# G7947 Drill Press



## Janderso (Apr 15, 2018)

Hello,
I purchased my first Grizzly machine. The drill press vibrates when drilling. I was drilling a 3/4 hole, well secured. The pilot holes had a similar shudder. I tried another (Jacobs) chuck, no change. Speed, 640 mild steel, 3/4 bit. Faster on pilots.
The spindle is true, I checked the fasteners to all the obvious points. It’s more of harmonic resonance than vibration.
Is it because of the light framing?
If I secure it to the concrete will it improve?
I am unable to upload a pic (unable to attach file, try again later) from this site.


----------



## Dave Paine (Apr 15, 2018)

I have a Powermatic 17in drill press, marketed to wood workers, which was my use at the time of purchasing.   The quill on my machine has some play in the key between quill and shaft.   When I look at drill presses I always try rotating the chuck back and forth to see is any play.   Most drill presses even on the sales room floor have had some play.

If the Grizzly drill press has play, this could cause chatter when drilling steel, especially with 3/4in bit.   I would have set a slower speed for that size drill.

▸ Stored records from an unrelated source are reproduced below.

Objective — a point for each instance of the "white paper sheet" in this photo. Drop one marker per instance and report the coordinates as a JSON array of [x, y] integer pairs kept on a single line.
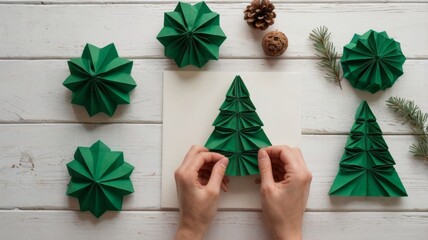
[[190, 104]]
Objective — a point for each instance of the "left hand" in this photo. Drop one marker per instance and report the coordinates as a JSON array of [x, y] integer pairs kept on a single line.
[[199, 180]]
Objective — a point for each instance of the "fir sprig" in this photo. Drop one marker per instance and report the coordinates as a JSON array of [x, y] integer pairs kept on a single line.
[[327, 52], [412, 114]]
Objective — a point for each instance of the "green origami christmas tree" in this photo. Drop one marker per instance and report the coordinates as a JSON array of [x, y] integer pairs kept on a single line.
[[366, 167], [99, 178], [191, 34], [372, 61], [238, 134], [100, 79]]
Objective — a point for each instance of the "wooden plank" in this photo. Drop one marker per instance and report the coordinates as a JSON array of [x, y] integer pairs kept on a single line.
[[325, 108], [244, 2], [33, 159], [37, 31], [227, 225]]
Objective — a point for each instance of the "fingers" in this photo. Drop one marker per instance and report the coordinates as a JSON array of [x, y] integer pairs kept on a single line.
[[217, 175], [265, 168]]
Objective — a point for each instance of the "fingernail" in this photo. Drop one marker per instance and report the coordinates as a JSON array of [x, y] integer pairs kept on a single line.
[[262, 153], [224, 161]]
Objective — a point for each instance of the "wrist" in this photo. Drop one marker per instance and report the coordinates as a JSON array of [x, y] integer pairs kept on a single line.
[[190, 231], [289, 233], [296, 235], [185, 233]]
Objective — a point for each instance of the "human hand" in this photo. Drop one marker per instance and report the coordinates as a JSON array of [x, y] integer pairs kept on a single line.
[[198, 181], [285, 183]]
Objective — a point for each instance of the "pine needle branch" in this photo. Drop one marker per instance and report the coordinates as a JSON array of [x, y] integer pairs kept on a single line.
[[327, 52], [418, 121]]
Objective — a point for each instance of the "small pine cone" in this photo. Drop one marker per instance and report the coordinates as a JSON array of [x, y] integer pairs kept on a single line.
[[275, 43], [259, 14]]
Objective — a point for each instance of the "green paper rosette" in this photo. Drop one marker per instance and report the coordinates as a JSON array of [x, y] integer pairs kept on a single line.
[[100, 80], [372, 61], [99, 178], [191, 34]]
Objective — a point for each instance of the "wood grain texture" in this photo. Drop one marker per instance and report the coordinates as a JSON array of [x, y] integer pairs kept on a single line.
[[241, 225], [38, 31], [245, 2], [325, 108], [34, 158]]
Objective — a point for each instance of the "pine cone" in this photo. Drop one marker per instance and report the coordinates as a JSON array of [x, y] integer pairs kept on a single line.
[[259, 14]]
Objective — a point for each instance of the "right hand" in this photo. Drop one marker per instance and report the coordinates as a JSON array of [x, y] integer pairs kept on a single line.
[[284, 190]]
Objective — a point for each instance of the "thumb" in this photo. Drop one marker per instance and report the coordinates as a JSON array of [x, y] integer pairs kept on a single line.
[[265, 167], [217, 173]]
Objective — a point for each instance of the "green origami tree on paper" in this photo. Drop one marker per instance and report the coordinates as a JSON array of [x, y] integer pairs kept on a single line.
[[191, 34], [238, 134], [372, 61], [366, 168], [99, 178], [100, 79]]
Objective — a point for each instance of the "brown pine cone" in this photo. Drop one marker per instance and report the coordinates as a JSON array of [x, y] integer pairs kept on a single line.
[[275, 43], [259, 14]]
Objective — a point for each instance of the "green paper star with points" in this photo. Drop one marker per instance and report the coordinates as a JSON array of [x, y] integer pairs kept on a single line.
[[372, 61], [100, 80], [99, 178], [191, 34]]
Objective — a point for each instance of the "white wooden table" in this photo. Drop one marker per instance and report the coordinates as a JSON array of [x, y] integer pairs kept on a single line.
[[40, 129]]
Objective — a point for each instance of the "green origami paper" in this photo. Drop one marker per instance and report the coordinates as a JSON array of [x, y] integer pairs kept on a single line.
[[366, 167], [238, 134], [191, 34], [100, 79], [99, 178], [372, 61]]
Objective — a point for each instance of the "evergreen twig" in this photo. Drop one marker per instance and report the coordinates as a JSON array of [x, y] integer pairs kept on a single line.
[[412, 114], [327, 52]]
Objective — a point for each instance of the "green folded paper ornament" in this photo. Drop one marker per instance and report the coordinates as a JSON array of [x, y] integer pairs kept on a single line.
[[100, 79], [191, 34], [99, 178], [238, 134], [372, 61], [367, 167]]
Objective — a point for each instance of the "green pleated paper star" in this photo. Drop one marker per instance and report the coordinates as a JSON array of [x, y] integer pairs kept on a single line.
[[100, 79], [372, 61], [191, 34], [367, 167], [99, 178], [238, 132]]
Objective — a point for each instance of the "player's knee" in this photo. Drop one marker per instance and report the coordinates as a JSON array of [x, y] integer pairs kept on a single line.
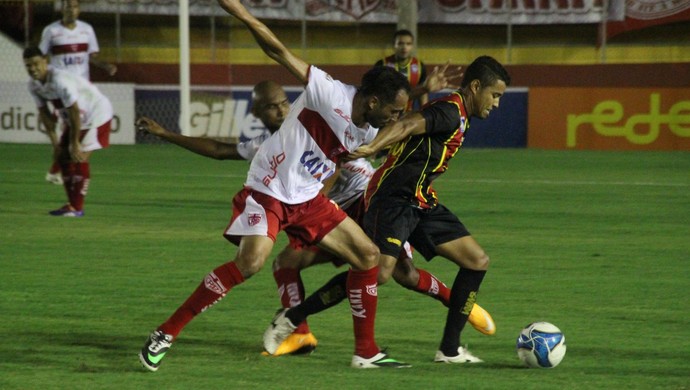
[[249, 263], [370, 255], [481, 262], [384, 274]]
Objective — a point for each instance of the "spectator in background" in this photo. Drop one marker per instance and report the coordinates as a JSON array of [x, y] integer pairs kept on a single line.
[[86, 114], [72, 46], [410, 66]]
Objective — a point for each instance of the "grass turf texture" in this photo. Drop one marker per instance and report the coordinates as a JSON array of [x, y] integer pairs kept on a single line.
[[594, 242]]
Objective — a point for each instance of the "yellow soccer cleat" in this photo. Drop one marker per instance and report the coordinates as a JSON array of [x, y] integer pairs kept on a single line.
[[297, 344], [481, 320]]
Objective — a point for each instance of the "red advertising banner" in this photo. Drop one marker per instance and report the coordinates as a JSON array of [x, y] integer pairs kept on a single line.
[[609, 118], [646, 13]]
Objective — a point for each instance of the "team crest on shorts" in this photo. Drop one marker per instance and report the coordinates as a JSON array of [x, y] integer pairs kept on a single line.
[[253, 219]]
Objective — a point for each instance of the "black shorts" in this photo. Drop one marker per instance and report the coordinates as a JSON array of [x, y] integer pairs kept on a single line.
[[389, 226]]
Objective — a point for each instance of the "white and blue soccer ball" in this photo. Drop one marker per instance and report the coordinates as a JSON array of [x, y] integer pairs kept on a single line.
[[541, 345]]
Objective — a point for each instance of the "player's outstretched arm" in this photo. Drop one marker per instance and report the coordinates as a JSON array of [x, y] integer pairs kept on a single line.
[[270, 44], [204, 146], [410, 124], [444, 77]]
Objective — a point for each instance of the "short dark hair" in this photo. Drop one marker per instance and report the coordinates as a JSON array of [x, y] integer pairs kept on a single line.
[[402, 32], [32, 51], [384, 83], [487, 70]]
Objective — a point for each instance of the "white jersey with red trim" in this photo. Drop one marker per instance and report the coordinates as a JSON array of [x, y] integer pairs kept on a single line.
[[62, 89], [247, 149], [351, 182], [69, 48], [317, 132]]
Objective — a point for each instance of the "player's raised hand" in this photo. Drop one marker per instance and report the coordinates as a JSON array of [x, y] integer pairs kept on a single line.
[[362, 151], [444, 77], [148, 125]]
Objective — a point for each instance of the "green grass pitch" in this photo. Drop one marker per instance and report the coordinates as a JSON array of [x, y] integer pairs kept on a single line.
[[597, 243]]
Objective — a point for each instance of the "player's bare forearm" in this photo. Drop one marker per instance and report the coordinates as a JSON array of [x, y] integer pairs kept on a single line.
[[268, 42], [444, 77], [411, 124], [203, 146], [49, 122], [74, 124]]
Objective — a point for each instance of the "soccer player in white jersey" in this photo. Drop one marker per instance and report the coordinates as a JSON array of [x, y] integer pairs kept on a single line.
[[269, 104], [71, 44], [348, 193], [87, 116], [281, 192]]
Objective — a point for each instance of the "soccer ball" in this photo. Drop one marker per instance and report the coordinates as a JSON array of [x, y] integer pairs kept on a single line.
[[541, 345]]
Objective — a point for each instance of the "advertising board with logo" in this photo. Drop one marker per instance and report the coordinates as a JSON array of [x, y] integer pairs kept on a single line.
[[19, 121], [609, 118]]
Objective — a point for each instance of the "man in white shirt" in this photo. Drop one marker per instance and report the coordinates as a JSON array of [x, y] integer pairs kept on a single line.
[[86, 114], [71, 45], [326, 122], [269, 104]]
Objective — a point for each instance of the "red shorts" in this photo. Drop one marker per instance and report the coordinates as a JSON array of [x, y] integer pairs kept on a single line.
[[258, 214], [90, 139]]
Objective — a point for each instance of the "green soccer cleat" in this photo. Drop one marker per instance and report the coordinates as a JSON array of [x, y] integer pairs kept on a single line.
[[155, 349], [380, 360]]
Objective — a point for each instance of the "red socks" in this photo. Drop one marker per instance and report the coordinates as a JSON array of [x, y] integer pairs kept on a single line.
[[362, 293], [76, 177], [291, 291], [428, 284], [211, 290], [55, 168]]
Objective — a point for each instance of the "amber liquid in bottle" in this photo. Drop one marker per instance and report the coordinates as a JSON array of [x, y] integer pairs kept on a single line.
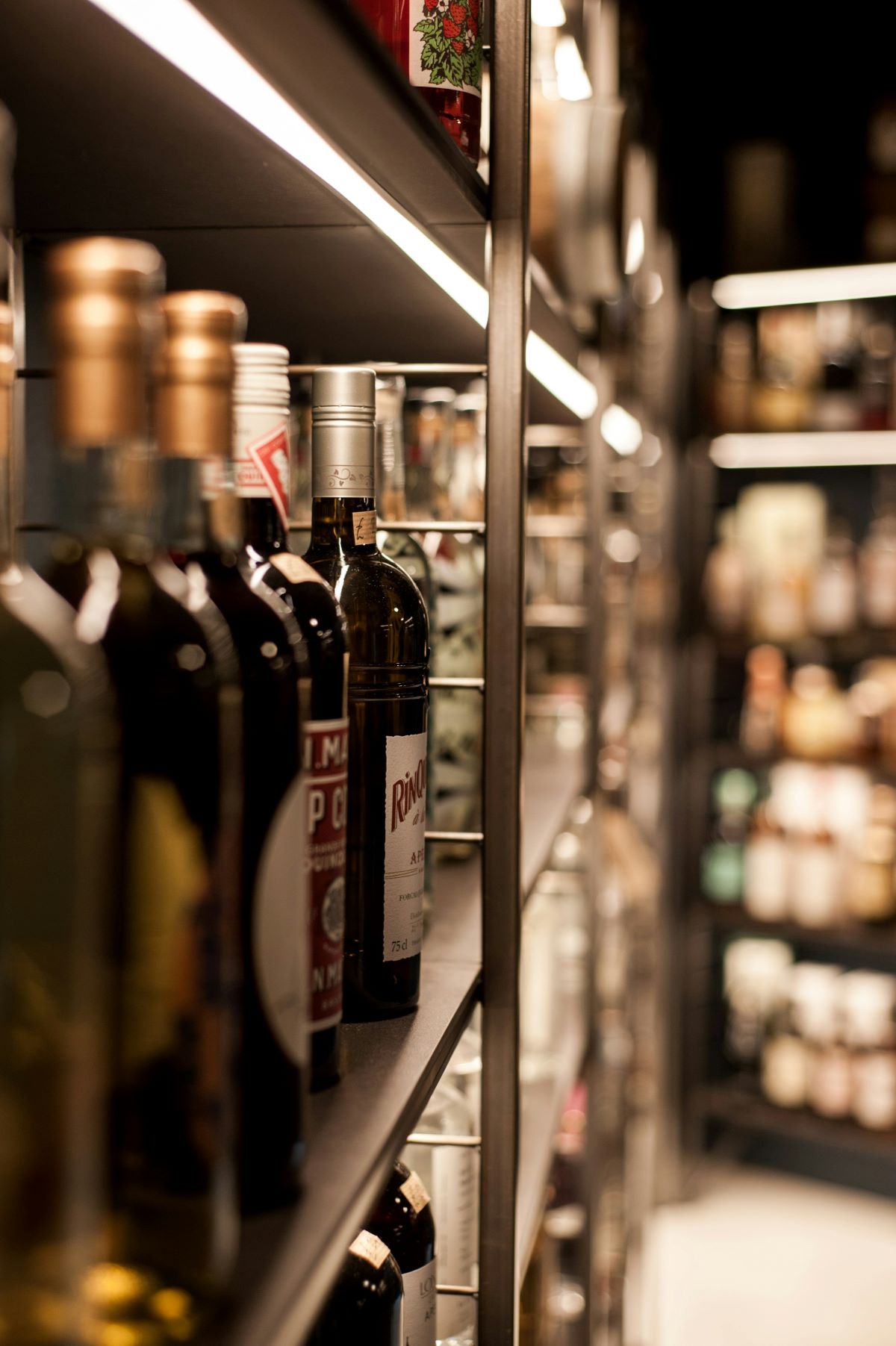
[[388, 702]]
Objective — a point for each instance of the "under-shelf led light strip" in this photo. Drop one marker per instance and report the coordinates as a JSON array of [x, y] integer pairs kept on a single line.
[[176, 31], [817, 286], [805, 449]]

One day I may take my Powermatic apart and try and fix the play.


----------



## dlane (Apr 15, 2018)

Sounds kinda fast to me for a 3/4” drill ,  dose it go slower ? , may try the BP


----------



## Janderso (Apr 15, 2018)

I was using the old standard, mild steel 100 SFPM X 4 = 400, divided by .750= 533 rpm. What was I running? 640.?


----------



## Janderso (Apr 15, 2018)

Maybe that’s it, too fast?


----------



## mattthemuppet2 (Apr 18, 2018)

if you get chatter while drilling large(ish) holes, slow the rpm down until you get a good curling chip. From (dim) memory, I usually run 3-400rpm with a 1/2" drill in steel. I would start a 3/4" drill at 250rpm or so and adjust from there.


----------